The ancient tribal ceremonies were onto something... and you can tap into that. If you can let go of inhibitions and embrace the singing-and-dancing vibe you will benefit.
It helps for blood circulation, dopamine release and increasing positive affect.
Music needs for this module are the most subjective. When in doubt, choose whichever music gets you most compelled to move.
A few very subjective examples:
Peter Gabriel — Sledgehammer
George Clinton — Flash Light
Cali Swag — Teach me how to dougie
The most intense part of the journey
1.5–2 hours (25–40 songs)
Perhaps the only thing about psychedelic playlists we can all agree on: during this stage, play songs without lyrics.
I suggest a repeating cycle with this 1-2 punch:
1) an introspective classical song, then
2) an upbeat classical cover
This cadence gives you more than enough time to go very deep.
And yet, if you get stuck in a thought loop, the next song will help trigger a transition.
Two artists come to mind:
Philip Glass for the introspective classical and Vitamin String Quartet (VSQ) for the covers.
So for example, frame a repeating A/B cycle that looks like this:
Other options include deep house, rhythmic music and I'm partial to Yoyo Ma on solo Bach.
The most intense parts of the trip have completed and, while not feeling “normal,” you’ve started to find a stable equilibrium within the trip.
This period can oftentimes feel, on a visceral level, like a rebirth.

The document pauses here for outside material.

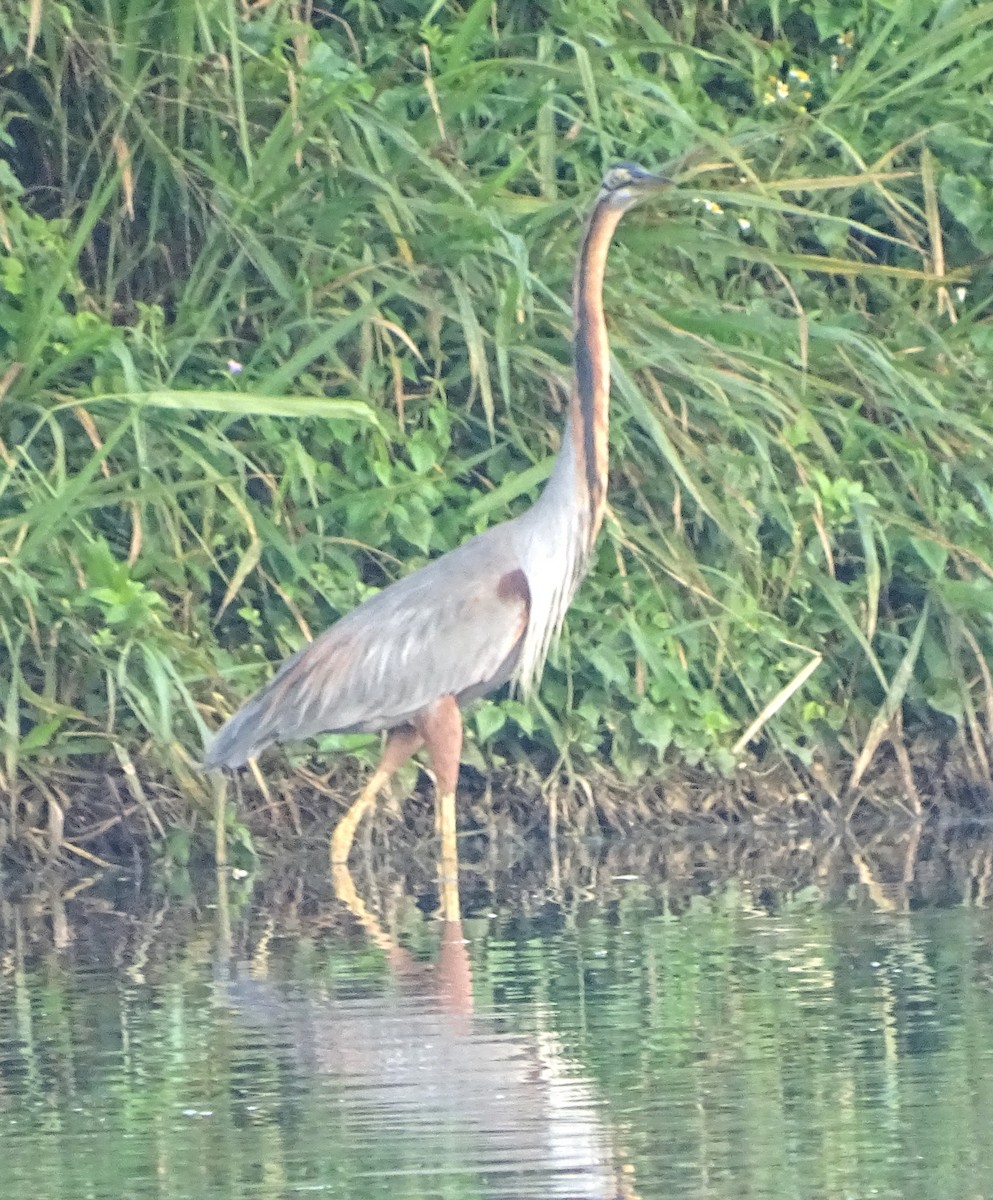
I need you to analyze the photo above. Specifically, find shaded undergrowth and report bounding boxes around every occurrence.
[0,0,993,864]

With the right background music, you’ll feel like a newborn babe in an enchanted forest.
At the very least, continue with songs that have no lyrics. A pleasant nature soundtrack is recommended.
“Exotic tropical rainforest with birds” by Paradise Music
This is the beginning of the merge between your trip experience and your normal reality. You’re still very much tripping, but you may feel more in control and an urge to move.
Positive sentiment songs, preferably with funk
I suggest starting slow with gentle dreamy songs, then slowly ramping up with more energetic songs.
If you do move, note that you may feel like a newborn gazelle on the African plains. You'll likely be a little awkward and bump into things, so take it slow.
Songs with lyrics are fine now, but curate the list with feel-good songs. Bonus if they can get you dancing or singing.
I also suggest having some sort of instrument nearby. There’s a very good chance you’ll be feeling musical funk you didn’t even know you had.
The first songs after the jungle ambiance should be very pleasant and dreamy. For example:
Imogen Heap — Hide and Seek
Galimatias — Shallow
Then ramp up to more rhythmic, movement-inducing songs. A couple examples:
Khruangbin — Lady and a Man
FKJ and masego — Tadow
Macrodose music maxims
Three easy takeaways:
New playlist — make a new one each trip. Novelty will help distract your consciousness.
High volume — Loud enough where it’s juuust below “uncomfortable.” Loud enough that you can’t help but let the music take over your conscious attention. This helps enable your subconscious, or perhaps the 5th dimension, to take the wheel.
If you have the option, I recommend speakers, not headphones, to give you more of a sense of freedom.